This fragmented approach exacerbates imbalance and expolits inequality, especially among those with chronic or complex conditions who require sustained psychosocial support (Meurk et al., 2016).


The medical model, long grounded in the DSM-5 diagnostic framework, has been criticised as reductive and inadequate for addressing the social determinants of mental health (Horwitz, 2021). 


Many scholars and service users have called for a shift toward holistic and recovery-oriented approaches that better integrate psychological, social, and cultural factors into care (Slade et al., 2014). 
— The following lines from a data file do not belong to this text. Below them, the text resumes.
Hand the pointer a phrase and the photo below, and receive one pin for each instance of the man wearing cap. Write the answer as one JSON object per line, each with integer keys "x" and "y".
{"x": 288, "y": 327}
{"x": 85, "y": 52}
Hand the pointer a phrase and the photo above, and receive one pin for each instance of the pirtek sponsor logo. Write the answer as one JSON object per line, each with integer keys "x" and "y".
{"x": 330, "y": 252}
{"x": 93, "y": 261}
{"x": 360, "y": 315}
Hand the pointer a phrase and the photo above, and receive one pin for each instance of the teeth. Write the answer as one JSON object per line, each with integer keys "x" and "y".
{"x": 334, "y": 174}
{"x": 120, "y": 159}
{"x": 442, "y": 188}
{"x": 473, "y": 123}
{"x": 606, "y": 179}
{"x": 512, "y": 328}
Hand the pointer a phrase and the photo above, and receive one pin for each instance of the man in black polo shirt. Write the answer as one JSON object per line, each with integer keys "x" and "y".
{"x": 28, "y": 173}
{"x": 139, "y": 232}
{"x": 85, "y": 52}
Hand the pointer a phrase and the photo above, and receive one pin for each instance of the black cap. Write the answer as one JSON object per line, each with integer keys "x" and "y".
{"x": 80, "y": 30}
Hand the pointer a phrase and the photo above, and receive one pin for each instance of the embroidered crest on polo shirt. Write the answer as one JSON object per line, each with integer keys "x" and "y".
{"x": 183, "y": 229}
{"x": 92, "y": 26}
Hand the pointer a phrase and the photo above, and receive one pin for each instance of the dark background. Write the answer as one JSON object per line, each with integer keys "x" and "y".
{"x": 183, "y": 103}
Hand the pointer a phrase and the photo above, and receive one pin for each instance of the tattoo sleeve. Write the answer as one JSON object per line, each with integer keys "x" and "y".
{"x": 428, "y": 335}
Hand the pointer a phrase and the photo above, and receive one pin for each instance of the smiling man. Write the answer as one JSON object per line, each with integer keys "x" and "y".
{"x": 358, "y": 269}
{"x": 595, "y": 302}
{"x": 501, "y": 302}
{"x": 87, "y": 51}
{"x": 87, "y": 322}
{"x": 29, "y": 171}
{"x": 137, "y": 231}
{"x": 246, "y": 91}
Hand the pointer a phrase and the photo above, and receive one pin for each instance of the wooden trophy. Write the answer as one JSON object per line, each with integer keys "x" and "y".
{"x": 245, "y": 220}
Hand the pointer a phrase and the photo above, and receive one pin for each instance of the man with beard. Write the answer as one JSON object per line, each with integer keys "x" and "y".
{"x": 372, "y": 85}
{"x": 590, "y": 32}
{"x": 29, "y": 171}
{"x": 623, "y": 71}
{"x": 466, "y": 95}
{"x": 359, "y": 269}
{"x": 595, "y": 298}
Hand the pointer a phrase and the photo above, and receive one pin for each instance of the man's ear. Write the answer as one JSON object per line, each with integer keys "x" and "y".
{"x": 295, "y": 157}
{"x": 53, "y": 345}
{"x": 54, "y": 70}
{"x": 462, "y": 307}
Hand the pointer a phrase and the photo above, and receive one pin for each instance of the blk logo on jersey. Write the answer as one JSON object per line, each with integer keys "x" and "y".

Yet, instead of strengthening mental health funding and services, significant investment has been diverted toward data and digital infrastructures, including health metadata collection, electronic record systems, and digital surveillance technologies (Wykes & Schueller, 2019).


I highlight one specific area of concern recently illucidated in my research, this is around the use of body warn cameras (BWCs) used by police, and their role in response to mental health crisis.  


I want to also illuminate the use of the policing surveillance system utilised in mental health metadata in NSW, and likely, Australia as a whole. 


In NSW, BWC footage is integrated into the COPS (Computerised Operational Policing System) database, where it is tagged with metadata such as “mental health,” ”self harm” “involuntary patient under the mental health act” “suicide attempt,” or domestic violence” (NSW Police Force, 2022). 


While originally intentended for accountability and service evaluation, this metadata also now serves to function as a novel but foundational form of “mental health surveillance.” 


These entries once indexed, provide elementary data that construct a digital trace of individuals in crisis, regardless of whether they have committed a crime. 


This raises integral ethical questions about stigma, privacy, and the permanence of mental health records (Carpenter & Hayes, 2019).


From a psychological perspective, the risks of such systems lie in algorithmic bias and predictive policing


Metadata generated through BWCs and logged in policing systems may be used to train machine learning algorithms for risk flagging and predictive modelling. 


However, these algorithms will inherit the biases of the original data inputs and encode the individual who input the data.



For example, distressed behaviours such as dissociation, autistic meltdowns, or trauma flashbacks may be misinterpreted as aggression or risk of violence by poorly trained frontline officers (McKernan, 2021). 


In the input of metadata there is limited clinical nuance. 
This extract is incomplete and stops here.